Google Groups no longer supports new Usenet posts or subscriptions. Historical content remains viewable.
Dismiss

Please help me test inflationary theory

22 views
Skip to first unread message

rob_w...@hotmail.com

unread,
May 21, 2015, 2:20:05 PM5/21/15
to
Hi, this is my first post on the group so hello, and I have no idea how many people may be listening. I want to ask a question and see who may be able to help me test "Inflationary" theory.

In 1981 in order to map observed data to the excellent big bang theory, the idea was invented that in the first fraction of a second of the universe, everything expanded exponentially, before a period lasting 380,000 years in which the cosmic microwave background was emitted. This has held together the mainstream cosmological model and enabled us to make ever more incredible conclusions about the universe.

I have a way to test the theory against reality, as follows:

Firstly, imagine a universe which obeys Hubble's law, i.e. expansion is proportional to distance. Next, go to the point remote you, which is just inside your event horizon, i.e. just so far enough from you that it is receding at slightly less than the speed of light. Light emitted here will take next to forever to reach you since it will always be swimming effectively against the tide, and when it does, its frequency and energy will be next to nothing.

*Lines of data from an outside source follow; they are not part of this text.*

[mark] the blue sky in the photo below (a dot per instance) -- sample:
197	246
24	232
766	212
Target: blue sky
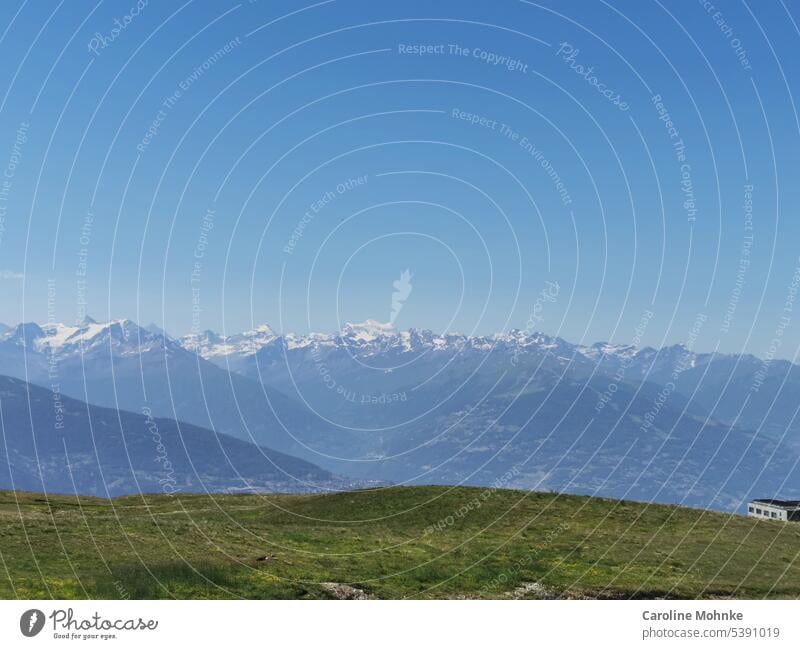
256	112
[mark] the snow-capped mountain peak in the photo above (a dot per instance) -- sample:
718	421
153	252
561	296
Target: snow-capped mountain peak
367	331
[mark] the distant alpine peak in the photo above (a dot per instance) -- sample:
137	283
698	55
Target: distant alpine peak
368	330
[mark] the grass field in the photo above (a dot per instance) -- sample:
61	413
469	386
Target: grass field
414	542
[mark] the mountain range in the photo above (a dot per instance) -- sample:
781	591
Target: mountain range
517	409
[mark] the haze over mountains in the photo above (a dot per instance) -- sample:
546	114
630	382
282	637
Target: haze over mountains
520	409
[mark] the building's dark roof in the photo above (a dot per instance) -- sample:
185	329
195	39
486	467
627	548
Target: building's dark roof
788	504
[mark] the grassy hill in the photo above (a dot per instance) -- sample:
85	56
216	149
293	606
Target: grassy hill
417	542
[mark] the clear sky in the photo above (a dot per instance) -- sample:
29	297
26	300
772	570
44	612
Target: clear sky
222	164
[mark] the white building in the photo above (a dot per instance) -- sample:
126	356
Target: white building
775	510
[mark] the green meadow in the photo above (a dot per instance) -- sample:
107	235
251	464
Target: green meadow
410	542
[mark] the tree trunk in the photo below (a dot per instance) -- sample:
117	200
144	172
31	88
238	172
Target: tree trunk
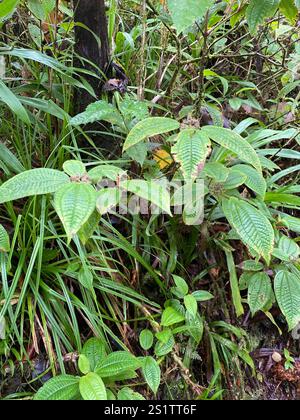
91	13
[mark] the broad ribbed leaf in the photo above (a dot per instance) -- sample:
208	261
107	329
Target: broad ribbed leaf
4	240
287	291
60	388
74	168
235	143
94	350
152	374
260	293
33	182
185	12
170	317
98	111
116	363
191	151
258	11
252	226
151	191
146	339
255	181
9	98
148	128
74	204
92	388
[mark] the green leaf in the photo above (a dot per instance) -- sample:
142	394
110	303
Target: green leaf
182	287
94	350
127	394
287	291
60	388
185	12
4	240
202	296
152	374
148	128
289	248
33	182
84	364
252	226
74	204
7	7
74	168
146	339
190	151
164	335
258	11
191	305
92	388
170	317
289	9
9	98
255	181
151	191
98	111
260	293
235	143
116	363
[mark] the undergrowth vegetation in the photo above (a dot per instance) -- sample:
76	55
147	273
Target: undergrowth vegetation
149	244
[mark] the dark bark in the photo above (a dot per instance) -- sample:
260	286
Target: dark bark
91	13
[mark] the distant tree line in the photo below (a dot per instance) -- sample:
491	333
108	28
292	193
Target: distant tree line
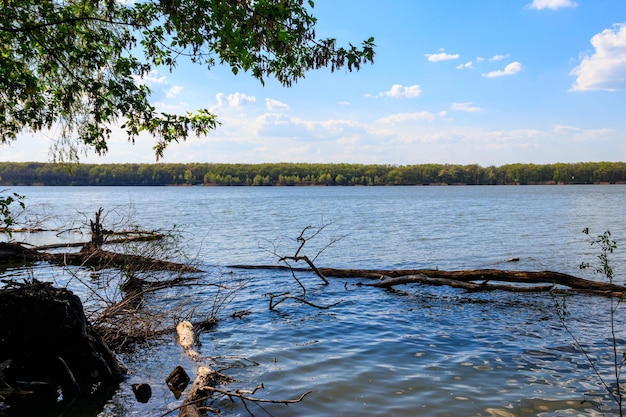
35	173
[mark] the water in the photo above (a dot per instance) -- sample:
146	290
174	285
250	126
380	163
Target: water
416	350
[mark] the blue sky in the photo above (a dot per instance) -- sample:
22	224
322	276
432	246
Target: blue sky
486	81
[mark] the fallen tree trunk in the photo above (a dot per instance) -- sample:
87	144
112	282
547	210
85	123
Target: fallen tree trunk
98	259
471	280
196	398
105	259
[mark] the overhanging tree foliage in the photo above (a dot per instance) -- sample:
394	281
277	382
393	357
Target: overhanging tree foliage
74	65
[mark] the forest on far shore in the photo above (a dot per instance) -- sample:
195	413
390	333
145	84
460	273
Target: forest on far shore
286	174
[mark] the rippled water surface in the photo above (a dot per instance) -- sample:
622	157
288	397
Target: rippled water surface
416	350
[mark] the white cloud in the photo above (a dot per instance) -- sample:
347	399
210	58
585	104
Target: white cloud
468	64
174	91
441	56
400	91
235	100
511	69
402	117
605	69
498	57
551	4
275	105
467	107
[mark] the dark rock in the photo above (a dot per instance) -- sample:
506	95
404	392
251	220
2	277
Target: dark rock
143	392
48	350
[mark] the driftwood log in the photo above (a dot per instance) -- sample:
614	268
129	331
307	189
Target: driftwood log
470	280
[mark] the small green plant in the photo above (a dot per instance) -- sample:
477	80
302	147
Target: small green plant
603	267
6	217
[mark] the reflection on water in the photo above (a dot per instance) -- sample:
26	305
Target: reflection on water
416	350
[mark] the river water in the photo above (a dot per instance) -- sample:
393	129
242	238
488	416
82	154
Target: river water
415	350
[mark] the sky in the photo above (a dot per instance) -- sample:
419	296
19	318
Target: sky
487	82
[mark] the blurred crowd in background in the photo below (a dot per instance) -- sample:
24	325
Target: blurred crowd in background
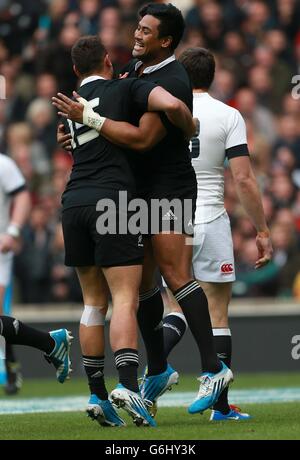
257	48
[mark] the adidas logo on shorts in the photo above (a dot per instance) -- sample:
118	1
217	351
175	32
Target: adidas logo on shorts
226	269
169	216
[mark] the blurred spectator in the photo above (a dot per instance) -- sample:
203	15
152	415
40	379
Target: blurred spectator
262	118
33	265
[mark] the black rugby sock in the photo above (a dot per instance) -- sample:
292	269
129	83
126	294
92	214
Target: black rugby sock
94	369
175	326
127	362
150	314
194	305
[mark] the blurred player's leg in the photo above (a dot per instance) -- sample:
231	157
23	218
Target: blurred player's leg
150	314
91	332
124	285
219	295
174	258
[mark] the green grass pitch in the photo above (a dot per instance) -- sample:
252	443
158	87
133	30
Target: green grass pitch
270	421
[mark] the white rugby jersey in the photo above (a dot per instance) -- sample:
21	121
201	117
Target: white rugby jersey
11	181
222	134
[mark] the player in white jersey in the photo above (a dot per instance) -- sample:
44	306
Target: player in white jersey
222	135
15	205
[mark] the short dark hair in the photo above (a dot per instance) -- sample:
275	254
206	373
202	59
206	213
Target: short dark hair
171	20
88	54
200	65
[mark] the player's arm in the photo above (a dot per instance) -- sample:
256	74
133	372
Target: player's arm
141	138
150	130
63	139
177	112
21	206
250	198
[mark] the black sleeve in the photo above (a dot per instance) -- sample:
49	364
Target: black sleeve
178	89
139	93
17	190
237	151
129	67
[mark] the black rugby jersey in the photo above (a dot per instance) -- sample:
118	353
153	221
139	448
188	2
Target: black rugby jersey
100	168
168	165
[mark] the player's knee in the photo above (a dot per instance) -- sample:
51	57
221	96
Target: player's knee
175	278
93	316
219	317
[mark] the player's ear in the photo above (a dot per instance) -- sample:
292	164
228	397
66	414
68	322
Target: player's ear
76	71
166	41
107	61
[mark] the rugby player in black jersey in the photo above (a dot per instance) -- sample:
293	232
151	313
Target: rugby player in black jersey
105	257
166	172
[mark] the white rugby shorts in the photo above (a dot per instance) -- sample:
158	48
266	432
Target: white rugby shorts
5	268
213	258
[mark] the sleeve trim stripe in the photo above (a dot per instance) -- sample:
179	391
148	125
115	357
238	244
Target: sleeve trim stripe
237	151
17	190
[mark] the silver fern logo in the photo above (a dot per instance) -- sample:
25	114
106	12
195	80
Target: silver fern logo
2	87
296	347
2	347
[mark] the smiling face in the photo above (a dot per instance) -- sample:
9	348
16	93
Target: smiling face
148	46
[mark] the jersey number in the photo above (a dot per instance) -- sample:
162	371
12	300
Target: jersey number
195	144
88	135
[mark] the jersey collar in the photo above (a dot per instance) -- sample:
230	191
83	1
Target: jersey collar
91	78
200	94
155	67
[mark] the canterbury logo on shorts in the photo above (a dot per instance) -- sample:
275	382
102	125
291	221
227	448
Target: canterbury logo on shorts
227	269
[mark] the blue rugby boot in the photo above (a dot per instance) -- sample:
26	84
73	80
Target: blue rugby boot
60	356
133	404
211	386
104	412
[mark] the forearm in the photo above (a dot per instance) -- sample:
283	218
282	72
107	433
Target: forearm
122	134
250	198
177	112
182	118
21	209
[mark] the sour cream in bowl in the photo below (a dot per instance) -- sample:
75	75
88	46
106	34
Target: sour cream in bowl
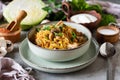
108	34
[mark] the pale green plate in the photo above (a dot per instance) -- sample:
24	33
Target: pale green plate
58	67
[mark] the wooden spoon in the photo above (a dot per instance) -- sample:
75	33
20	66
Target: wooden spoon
15	25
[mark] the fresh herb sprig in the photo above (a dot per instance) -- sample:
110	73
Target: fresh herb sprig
78	5
54	8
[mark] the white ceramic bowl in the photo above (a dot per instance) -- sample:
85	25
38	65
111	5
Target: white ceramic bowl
59	55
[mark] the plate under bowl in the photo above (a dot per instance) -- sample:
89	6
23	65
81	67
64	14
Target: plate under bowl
58	67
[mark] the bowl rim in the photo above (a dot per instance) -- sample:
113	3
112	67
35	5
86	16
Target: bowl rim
59	49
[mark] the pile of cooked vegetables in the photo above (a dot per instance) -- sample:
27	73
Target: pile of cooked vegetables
54	8
38	10
59	36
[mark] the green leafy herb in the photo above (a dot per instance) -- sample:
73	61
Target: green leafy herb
78	5
37	29
46	27
54	9
58	34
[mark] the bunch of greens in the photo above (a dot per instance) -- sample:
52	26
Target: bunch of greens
78	5
55	11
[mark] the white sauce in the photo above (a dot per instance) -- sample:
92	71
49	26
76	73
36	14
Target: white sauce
83	18
107	31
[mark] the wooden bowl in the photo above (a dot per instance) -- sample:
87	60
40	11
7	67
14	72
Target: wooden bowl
69	13
107	34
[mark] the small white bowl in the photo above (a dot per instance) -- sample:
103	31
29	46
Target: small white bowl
59	55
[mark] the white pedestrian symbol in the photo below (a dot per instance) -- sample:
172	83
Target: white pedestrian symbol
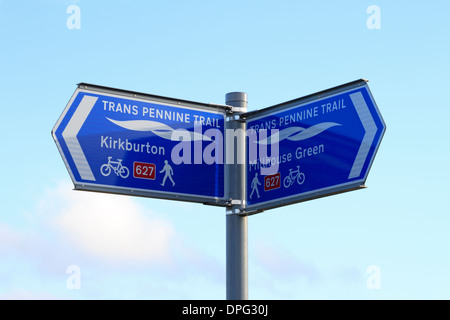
168	173
254	185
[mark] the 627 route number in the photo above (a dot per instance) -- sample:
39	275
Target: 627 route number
272	182
144	170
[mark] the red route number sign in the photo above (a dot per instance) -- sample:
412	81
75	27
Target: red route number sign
272	182
144	170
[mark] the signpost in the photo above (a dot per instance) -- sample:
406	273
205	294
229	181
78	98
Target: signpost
324	144
131	143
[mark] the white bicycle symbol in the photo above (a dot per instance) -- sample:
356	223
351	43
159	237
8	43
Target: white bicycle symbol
116	166
293	176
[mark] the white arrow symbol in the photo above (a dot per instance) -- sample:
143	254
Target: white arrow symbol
70	136
371	129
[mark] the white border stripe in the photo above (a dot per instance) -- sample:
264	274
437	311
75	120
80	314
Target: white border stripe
70	137
371	129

Light emitted slightly closer will reach much sooner, but will have higher energy, until the light emitted very closely will reach instantaneously and, by and large, the highest frequency.

The challenge is this: In such a universe, what CONTINUOUS function of time must Hubble's law obey (i.e. without inflation), for us to observe exactly the following distribution of radiation:

http://asd.gsfc.nasa.gov/archive/arcade/cmb_intensity.html

It may initially be easier to assume (probably incorrectly) but as a simplification, that the intensity and frequency of radiation emitted is constant - but that can be changed later.